Bread for the City
Mission & Vision

Started in 1974, Bread for the City is a front-line organization serving Washington's poor. The nonprofit began as two organizations. Zacchaeus Free Clinic began in 1974 as a volunteer-run, free medical clinic, and Bread for the City was created in 1976 by a coalition of downtown churches to feed and clothe the poor. The two entities merged in 1995.

Today, Bread for the City operates two centers in the District of Columbia and provides food, clothing, legal services, social services and medical care to residents of DC with a focus on race and poverty and building power in our clients. Bread for the City strives for 100 percent access and zero percent disparities. We achieve this by offering same day/next day appointments in an atmosphere of dignity, respect, service and justice.

In addition, given its medical home model, Bread for the City's providers engage patients beyond their immediate medical needs in order to foster partnerships in which the patients become active participants in their own long-term health and well-being.

Thanks to the efforts of hundreds of volunteers and the contributions of thousands in the community, we’re able to help more than 10,000 people every month!

Food Program: Last year, staff and volunteers provided groceries to thousands of hungry people, an average of 8,409 households each month.

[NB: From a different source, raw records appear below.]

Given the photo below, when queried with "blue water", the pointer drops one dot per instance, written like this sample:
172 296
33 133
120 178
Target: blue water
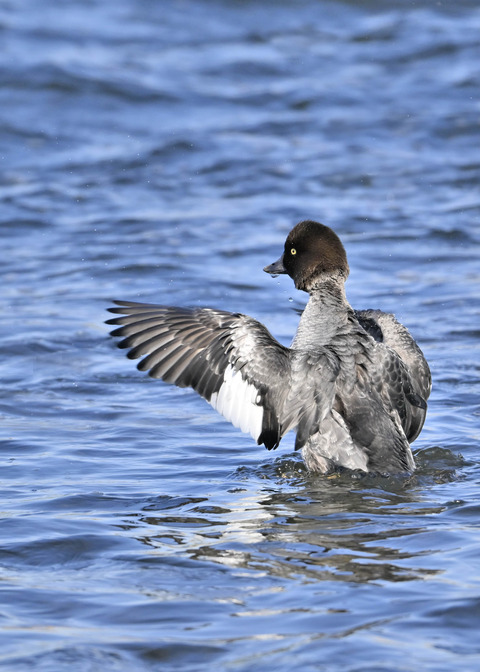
160 151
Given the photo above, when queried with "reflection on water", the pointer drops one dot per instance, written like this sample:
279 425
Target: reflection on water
161 152
336 528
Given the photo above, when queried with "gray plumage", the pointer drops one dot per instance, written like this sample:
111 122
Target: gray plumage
353 384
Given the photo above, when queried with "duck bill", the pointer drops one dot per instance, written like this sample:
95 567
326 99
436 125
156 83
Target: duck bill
276 268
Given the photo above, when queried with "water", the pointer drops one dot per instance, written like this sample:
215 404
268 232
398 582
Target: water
160 152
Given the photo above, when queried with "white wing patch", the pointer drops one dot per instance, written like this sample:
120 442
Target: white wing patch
237 400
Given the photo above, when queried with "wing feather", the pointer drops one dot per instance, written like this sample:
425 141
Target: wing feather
230 359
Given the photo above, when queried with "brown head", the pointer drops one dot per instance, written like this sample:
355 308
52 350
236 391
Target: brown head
313 255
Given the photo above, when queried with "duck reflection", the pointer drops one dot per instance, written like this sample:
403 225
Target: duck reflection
279 521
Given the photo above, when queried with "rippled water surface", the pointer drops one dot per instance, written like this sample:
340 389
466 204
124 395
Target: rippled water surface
160 151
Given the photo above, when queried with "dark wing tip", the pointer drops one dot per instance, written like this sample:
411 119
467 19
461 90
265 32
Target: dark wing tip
270 438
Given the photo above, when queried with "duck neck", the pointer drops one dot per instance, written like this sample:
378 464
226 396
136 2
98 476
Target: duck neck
325 315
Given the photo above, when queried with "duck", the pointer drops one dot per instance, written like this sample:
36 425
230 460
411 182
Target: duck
353 384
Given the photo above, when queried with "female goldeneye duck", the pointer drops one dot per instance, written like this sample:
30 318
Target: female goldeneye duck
353 384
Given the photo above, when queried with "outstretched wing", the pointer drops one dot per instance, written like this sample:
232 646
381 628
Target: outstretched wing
408 378
230 359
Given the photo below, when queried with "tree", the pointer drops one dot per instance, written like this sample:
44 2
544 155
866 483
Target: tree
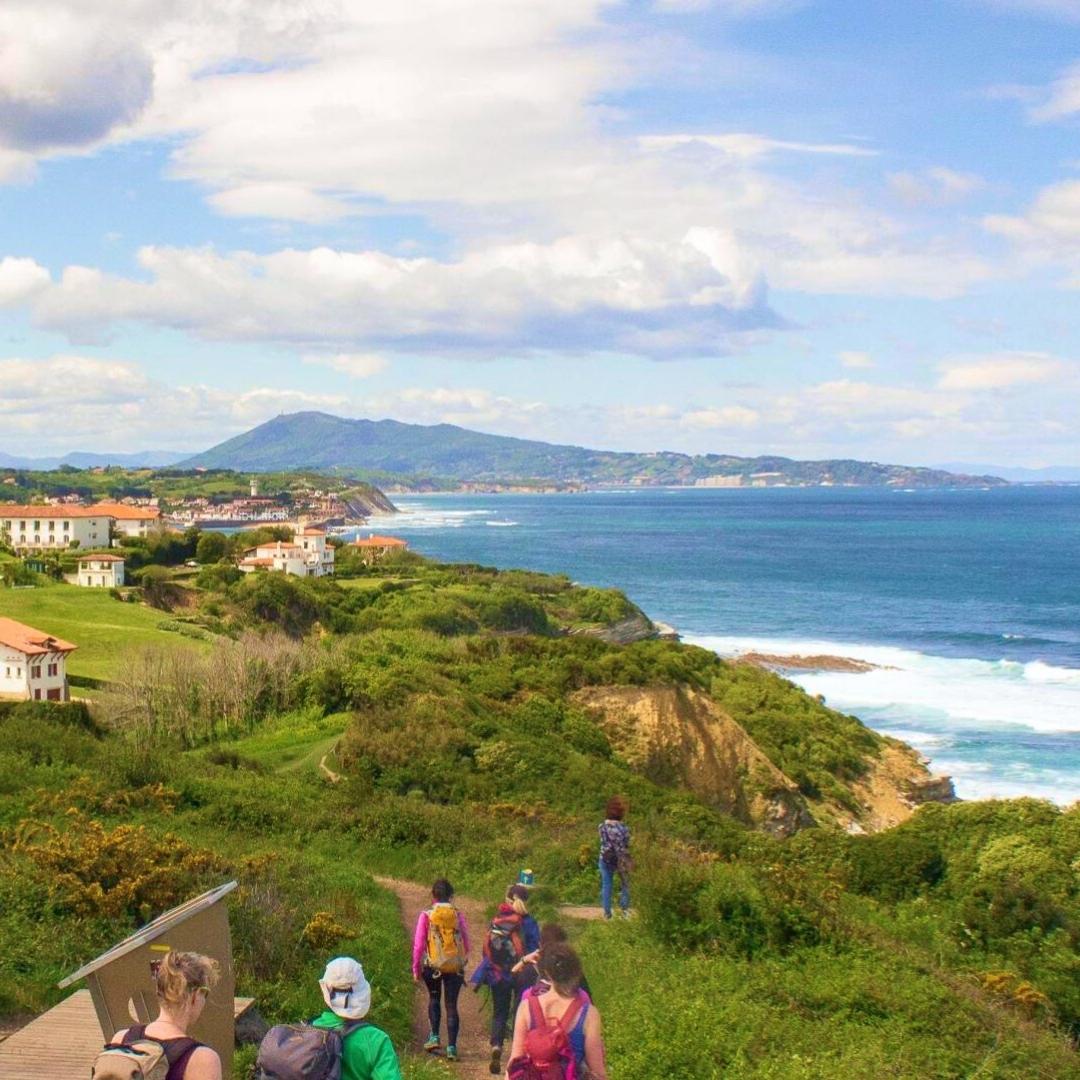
211 548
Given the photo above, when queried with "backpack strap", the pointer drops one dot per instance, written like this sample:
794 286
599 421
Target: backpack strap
350 1026
177 1051
566 1021
536 1012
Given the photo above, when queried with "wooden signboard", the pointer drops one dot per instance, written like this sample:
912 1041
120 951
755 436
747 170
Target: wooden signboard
122 987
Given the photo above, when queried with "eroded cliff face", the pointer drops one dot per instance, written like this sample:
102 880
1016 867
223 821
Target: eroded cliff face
896 785
678 736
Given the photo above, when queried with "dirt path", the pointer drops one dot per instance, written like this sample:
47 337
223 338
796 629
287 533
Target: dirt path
581 910
473 1040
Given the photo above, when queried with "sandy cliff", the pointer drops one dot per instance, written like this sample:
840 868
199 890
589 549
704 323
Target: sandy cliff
676 734
679 736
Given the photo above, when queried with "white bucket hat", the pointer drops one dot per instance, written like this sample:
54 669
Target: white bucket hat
346 991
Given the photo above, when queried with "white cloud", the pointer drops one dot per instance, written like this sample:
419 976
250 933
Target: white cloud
725 417
1000 372
66 80
358 365
1068 10
1049 230
113 404
933 187
746 145
21 279
856 360
1061 99
577 289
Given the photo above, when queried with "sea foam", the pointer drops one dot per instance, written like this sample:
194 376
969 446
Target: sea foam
999 728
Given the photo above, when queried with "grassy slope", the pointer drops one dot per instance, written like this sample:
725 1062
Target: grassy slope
481 773
100 625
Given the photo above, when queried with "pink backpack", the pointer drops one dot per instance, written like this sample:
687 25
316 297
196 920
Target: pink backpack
548 1052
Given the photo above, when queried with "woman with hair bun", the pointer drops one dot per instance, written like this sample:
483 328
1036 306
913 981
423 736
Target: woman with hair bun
183 982
558 1013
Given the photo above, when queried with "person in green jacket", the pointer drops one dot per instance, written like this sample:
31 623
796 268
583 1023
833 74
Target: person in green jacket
367 1052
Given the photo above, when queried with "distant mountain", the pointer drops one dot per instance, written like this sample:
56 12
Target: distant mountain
1051 474
320 441
83 459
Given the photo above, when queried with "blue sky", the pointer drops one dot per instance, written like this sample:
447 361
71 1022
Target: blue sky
742 226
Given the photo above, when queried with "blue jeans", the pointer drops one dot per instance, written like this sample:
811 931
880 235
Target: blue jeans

Clothing Program: Clothing donations from individuals, schools, offices and places of worship keep our clothing room stocked with seasonally appropriate clothes for children and adults.

Medical Clinic: Bread for the City has been providing primary medical care to uninsured and low-income children and adults since 1974.

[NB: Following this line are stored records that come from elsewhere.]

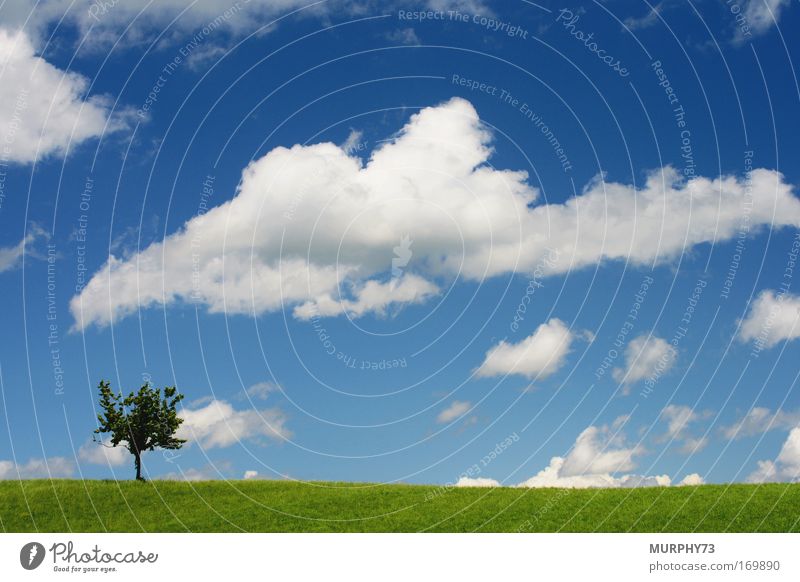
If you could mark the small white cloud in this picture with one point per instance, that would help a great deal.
(761, 15)
(599, 450)
(51, 467)
(456, 409)
(539, 355)
(370, 297)
(759, 420)
(477, 482)
(262, 390)
(553, 476)
(11, 256)
(692, 479)
(773, 317)
(646, 357)
(218, 424)
(595, 460)
(102, 453)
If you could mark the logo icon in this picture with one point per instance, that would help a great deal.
(31, 555)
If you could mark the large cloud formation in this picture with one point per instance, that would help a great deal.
(314, 228)
(45, 110)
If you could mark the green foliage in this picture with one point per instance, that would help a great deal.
(141, 421)
(289, 506)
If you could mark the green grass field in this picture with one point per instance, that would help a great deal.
(283, 506)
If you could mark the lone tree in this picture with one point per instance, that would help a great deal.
(141, 421)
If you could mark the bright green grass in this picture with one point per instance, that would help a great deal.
(283, 506)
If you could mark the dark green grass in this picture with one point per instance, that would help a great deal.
(283, 506)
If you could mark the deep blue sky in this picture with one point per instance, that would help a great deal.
(316, 78)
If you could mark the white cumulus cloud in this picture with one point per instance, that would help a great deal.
(786, 467)
(646, 357)
(45, 110)
(761, 15)
(218, 424)
(539, 355)
(456, 409)
(315, 229)
(692, 479)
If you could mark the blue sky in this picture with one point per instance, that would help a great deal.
(456, 241)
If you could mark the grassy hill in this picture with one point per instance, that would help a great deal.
(283, 506)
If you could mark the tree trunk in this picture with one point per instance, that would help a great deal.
(138, 467)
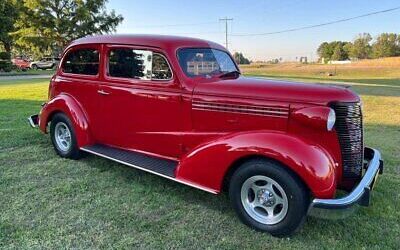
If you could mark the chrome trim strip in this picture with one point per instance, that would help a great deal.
(240, 105)
(150, 171)
(356, 195)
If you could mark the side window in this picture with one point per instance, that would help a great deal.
(160, 69)
(82, 61)
(138, 64)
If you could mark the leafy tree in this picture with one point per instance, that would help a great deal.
(325, 51)
(386, 44)
(361, 48)
(240, 59)
(48, 25)
(8, 16)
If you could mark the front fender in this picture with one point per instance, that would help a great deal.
(68, 105)
(208, 164)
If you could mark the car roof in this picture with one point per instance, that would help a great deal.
(159, 41)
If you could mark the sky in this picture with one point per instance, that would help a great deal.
(201, 19)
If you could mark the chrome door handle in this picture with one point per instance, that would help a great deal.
(102, 92)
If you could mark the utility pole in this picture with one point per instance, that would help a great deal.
(226, 29)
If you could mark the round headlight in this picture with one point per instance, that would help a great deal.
(331, 120)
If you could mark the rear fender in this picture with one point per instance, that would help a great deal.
(208, 164)
(68, 105)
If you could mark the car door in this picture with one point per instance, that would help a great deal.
(141, 101)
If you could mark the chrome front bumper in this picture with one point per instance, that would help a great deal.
(362, 192)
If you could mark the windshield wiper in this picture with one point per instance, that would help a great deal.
(230, 73)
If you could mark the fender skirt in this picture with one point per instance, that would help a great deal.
(208, 164)
(68, 105)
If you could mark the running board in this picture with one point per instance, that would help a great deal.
(134, 159)
(155, 165)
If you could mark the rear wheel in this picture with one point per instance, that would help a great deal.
(63, 137)
(267, 197)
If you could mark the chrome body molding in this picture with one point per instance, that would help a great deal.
(361, 193)
(150, 171)
(243, 109)
(33, 121)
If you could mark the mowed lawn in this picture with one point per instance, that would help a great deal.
(50, 202)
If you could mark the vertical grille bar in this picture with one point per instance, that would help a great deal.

Social Services: Any District resident, regardless of income, may speak with a case manager during our walk-in hours

Legal Clinic: Bread for the City operates two legal clinics, one out of each of our centers in Northwest and Southeast Washington

At Bread for the City, we share a vision of Washington, DC as a nurturing community where all residents have access to the basic material resources they need for survival and growth, and the prosperity of their social, emotional, and spiritual lives.